そんな彼女の元に、元気な少女の声が聞えてくる。
「せんせぇ!」
「! リリン、お前今日は元気だな!」
ユエが目を丸くしながら驚くその視界の先に、小柄で痩せた少女が走ってくるのが見えた。その後ろからは年上の少女のエリと、いつも通りのエプロン姿のイリスが歩いてくる。
ユエにリリンと呼ばれた少女は、”禍憑き”を患い苦しんでいる少女その人だ。しかし今日は普段より体調が良いようで、彼女は綺麗な青銀色の髪の毛を太陽の光で煌かせながらユエの元へと走ってきたのだった。
「せんせぇ、おはようっ!」
「おはよう、リリン。……おいおい、元気なのは良いがあんまり張り切りすぎるなよ?」
リリンは走ってきた勢いでユエに抱きつき、ユエはそんなリリンの様子に苦笑いを浮かべる。

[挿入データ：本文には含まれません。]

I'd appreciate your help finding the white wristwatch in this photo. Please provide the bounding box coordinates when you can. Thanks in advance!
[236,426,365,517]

今日の彼女は本当に体調が良いようで、いつも寝っぱなしの状態なのでその反動で元気に動き回りたいのだろう。しかし調子に乗ってまた体調を崩すといけないので、ユエは笑顔で自分に甘えるリリンに少しだけ注意を告げた。
「今日のリリンってば、ホント元気だね」
隣に立つイリスに語りかけるように、エリがそう呟く。歳よりも大人っぽい落ち着きある少女は、優しい姉の眼差しで元気なリリンを見つめていた。
「そうだね……あのまま、良くなってくれると良いんだけどね」
エリの呟きに答えるように、イリスも目を細めてリリンを見つめながらそう言う。その直後、リリンが少し笑顔を曇らせてユエにこう問いかけたのが聞えた。
「ねぇ先生、お兄ちゃんはまだ帰ってこないの……?」
「あ、あいつは……」
ユエに問いかけるリリンの表情が、途端に不安げなものに変わる。先ほどまでの元気は消え、少女は寂しげな声でユエに問いを続けた。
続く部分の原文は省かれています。